Lompat ke konten Lompat ke sidebar Lompat ke footer

Widget Atas Posting

CINTAKU DI HATI YANG SALAH

 


Cintaku di Hati yang Salah



Darimanakah datangnya cinta? Dari mata turun ke hati. Ya. Pepatah itu
tampaknya benar untuk kisah hidupku. Dari seringnya bertemu, berbicara, makan bersama, di hatiku perlahan tapi pasti terbenihkan cinta. Cinta yang demikian halus, tapi juga begitu kuat. Cinta yang hebat untuk lelaki yang sangat pantas mendapatkannya. Sayang, dia kakak iparku.


Panggil aku sistri. Aku tinggal di Yogya, staf accounting di sebuah
perusahaan besar di Yogya. Di kota yang tenang ini, bahkan sesudah gempa, aku merasakah hidup yang lurus, lempang, dan berjalan lambat. Mungkin karena itu juga aku acap tak sadar usiaku yang telah berjalan  meninggalkan kemudaan. Awal tahun ini aku telah memasuki 30 tahun, tanpa kekasih. Tapi,
jangan katakan aku kesepian. Hidupku riang, temanku banyak. Aku tak cemas
soal pernikahan. Jika sudah waktunya, pasti datang, pikirku.

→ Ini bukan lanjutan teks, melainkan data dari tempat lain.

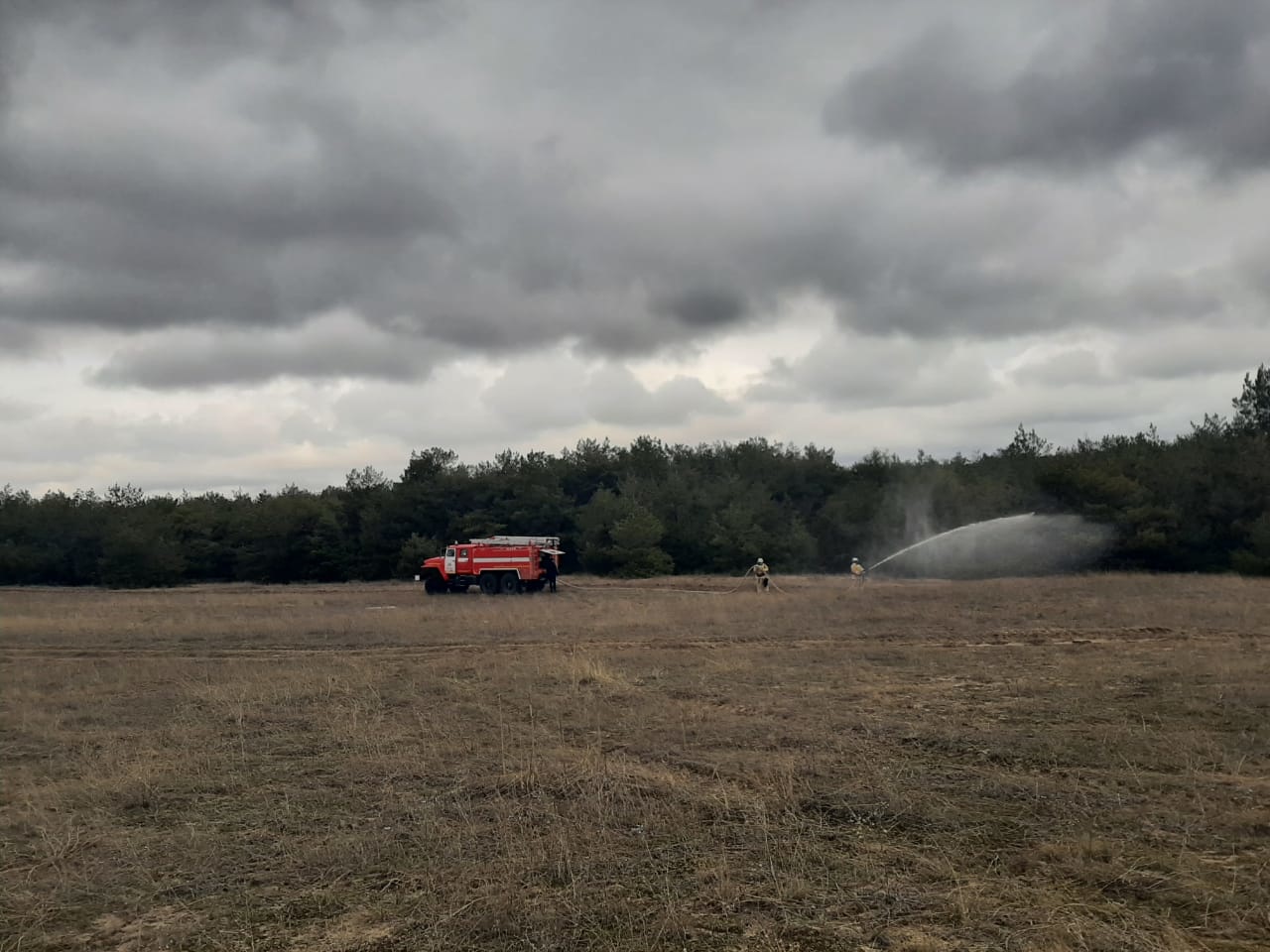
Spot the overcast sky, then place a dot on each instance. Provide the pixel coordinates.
(248, 244)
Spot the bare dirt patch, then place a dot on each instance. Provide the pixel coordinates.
(1061, 765)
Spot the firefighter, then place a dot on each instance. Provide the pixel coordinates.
(552, 569)
(761, 572)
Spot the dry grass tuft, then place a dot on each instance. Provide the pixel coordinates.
(1064, 766)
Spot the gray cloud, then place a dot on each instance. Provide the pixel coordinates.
(335, 347)
(1111, 79)
(615, 397)
(896, 371)
(703, 307)
(1072, 366)
(466, 194)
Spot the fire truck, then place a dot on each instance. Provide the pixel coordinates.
(498, 565)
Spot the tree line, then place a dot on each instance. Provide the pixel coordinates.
(1197, 503)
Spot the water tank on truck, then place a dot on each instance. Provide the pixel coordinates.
(497, 563)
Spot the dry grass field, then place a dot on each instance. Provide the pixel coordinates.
(1021, 765)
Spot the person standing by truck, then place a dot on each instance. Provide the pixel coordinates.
(761, 572)
(549, 565)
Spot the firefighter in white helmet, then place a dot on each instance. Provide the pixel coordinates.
(761, 572)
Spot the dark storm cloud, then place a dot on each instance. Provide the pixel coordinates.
(1112, 77)
(498, 182)
(333, 347)
(702, 307)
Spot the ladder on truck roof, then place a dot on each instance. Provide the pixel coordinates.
(541, 540)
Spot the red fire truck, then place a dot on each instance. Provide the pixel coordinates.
(499, 563)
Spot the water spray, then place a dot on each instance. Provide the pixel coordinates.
(1010, 544)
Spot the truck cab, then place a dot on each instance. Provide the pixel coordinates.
(498, 565)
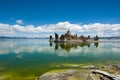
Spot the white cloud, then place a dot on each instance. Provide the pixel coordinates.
(19, 21)
(61, 27)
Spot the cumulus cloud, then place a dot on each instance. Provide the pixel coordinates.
(61, 27)
(19, 21)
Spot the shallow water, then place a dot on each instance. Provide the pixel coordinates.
(25, 59)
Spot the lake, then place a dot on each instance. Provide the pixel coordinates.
(25, 59)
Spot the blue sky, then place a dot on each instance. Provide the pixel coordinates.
(46, 12)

Aku bukan asli Yogya. Besar dan lahir di Semarang. Pekerjaan yang
menerbangkanku ke sini. Di Semarang, ada Mama dan kakakku, Sista, yang telah memberiku dua orang keponakan, Jelita (3) dan Aida (1) dari suaminya Ibram. Papa sudah meninggal 7 tahun lalu. Kakak menikah dengan Ibram ketika aku sudah ke Yogya. jadi, aku tidak terlalu dekat dengan suaminya. Cuma, dalam beberapa pertemuan aku menangkap kesan suaminya baik, ramah, dan sangat supel. Bahagia juga memiliki ipar yang dapat membuat kakaku begitu tampak bahagia.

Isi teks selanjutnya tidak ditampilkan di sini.